Voyant en lui le sosie de son défunt paternel, Blanche va s’occuper de Brice comme la fille d’un père ressuscité jusqu’au jour où Brice, dans un sursaut d’ ultime discernement, décide de reprendre contact avec son éditeur lyonnais en lui promettant de combler son retard à livrer les planches d’illustrations promises et fort attendues pour publication pressante.
Ceci est sans compter avec la plume magistrale de Pascal Garnier qui va jouer avec l’encre noire du destin derrière un écran de fumée.

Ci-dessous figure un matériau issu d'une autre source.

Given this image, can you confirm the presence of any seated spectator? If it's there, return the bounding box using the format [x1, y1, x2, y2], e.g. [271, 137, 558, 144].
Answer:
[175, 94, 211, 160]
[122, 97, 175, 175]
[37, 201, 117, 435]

« La lettre de l’éditeur atterrit sur une pile d’enveloppes qu’il avait eu la flemme de décacheter. Il s’étira sur son lit de camp en se disant que c’était un beau jour pour mourir. »
Quand on sait que Cartons est le dernier roman qu’a écrit Pascal Garnier et qui fut édité après son décès, on peut lire dans ces lignes un élégant adieu au monde qui m’a serré la gorge car cet écrivain d’exception manque cruellement à l’appel de ceux qui savent choisir les mots pour livrer au lecteur des bijoux d’orfèvres littéraires.
« Le ciel ressemblait à un couvercle de bonbonnière, le vent soufflait une haleine de bébé. C’est vrai que c’était joli le printemps quoiqu’un peu collant. Tout ce qu’on touchait dégoulinait de sève, les bourgeons, les pousses d’herbe verte, même les insectes qui se débarrassaient en peinant de leur chrysalide. La nature dégoulinait de liquide amniotique, ruisselait de bave luisante que les premiers rayons du soleil vernissaient. Chacun sortait de sa coquille, ébouriffé, étonné, vorace, grisé de cette insolente jeunesse qui rendait prêt à en découdre avec la mort. »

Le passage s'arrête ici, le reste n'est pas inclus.